A modular Python project for autonomous driving research and prototyping, fully integrated with the BeamNG.tech simulator and Foxglove visualization. This system combines traditional computer vision and state-of-the-art deep learning (CNN, U-Net, YOLO, SCNN) with real-time sensor fusion and autonomous vehicle control to tackle:

  • Lane detection (Traditional CV & SCNN)
  • Traffic sign classification & detection (CNN, YOLO)
  • Traffic light detection & classification (YOLO, CNN)
  • Vehicle & pedestrian detection and recognition (YOLO)
  • Multi-sensor fusion (Camera, LiDAR, Radar, GPS, IMU)
  • Multi-model inference, real-time simulation, autonomous driving with PID control (BeamNG.tech)
  • Cruise control
  • Real-time visualization and monitoring (Foxglove WebSocket)
  • Modular configuration system (YAML-based)
  • Drive logging and telemetry

Demos

Emergency Braking (AEB) Demo

Watch the Emergency Braking System (AEB) in action with real-time radar filtering and collision avoidance:

AEB Demo

Extended Demo: Watch the full video here


Sign Detection & Detection and classification

This demo shows real-time traffic sign detection and classification:

Sign Detection Demo & Vehicle Pedestrian

Extended Demo: Watch the full video here

VisionPilot does not yet support multi-camera. This is for demonstration purposes only.

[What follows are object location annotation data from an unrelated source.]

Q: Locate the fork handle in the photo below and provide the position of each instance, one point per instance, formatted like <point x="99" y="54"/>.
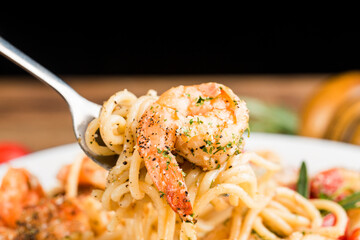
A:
<point x="35" y="69"/>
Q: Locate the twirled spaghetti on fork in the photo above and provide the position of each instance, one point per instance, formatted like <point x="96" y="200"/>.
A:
<point x="182" y="172"/>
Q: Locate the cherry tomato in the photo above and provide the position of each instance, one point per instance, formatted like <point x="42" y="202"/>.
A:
<point x="355" y="235"/>
<point x="329" y="220"/>
<point x="327" y="183"/>
<point x="10" y="150"/>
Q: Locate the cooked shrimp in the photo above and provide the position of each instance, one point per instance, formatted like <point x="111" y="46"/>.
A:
<point x="18" y="190"/>
<point x="56" y="218"/>
<point x="202" y="123"/>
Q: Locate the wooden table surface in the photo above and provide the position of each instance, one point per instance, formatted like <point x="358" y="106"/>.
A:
<point x="36" y="116"/>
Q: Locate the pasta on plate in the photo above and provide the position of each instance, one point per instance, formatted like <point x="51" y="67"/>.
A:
<point x="183" y="173"/>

Traffic Light Detection & Classification Demo

This demo shows real-time traffic light detection and classification:

Traffic Light Detection & Classification Demo

No extended Demo avaliable yet.


Latest Lane Detection Demo (v2)

Watch the improved autonomous lane keeping demo (v2) in BeamNG.tech, featuring smoother fused CV+SCNN lane detection, stable PID steering, and robust cruise control:

Lane Detection Demo

Extended Demo: Watch the full video here

Note: Very low-light (tunnel) scenarios are not yet supported.

Previous Lane Detection Demo (v1)

The original demo is still available for reference:

Lane Keeping & Multi-Model Detection Demo (v1)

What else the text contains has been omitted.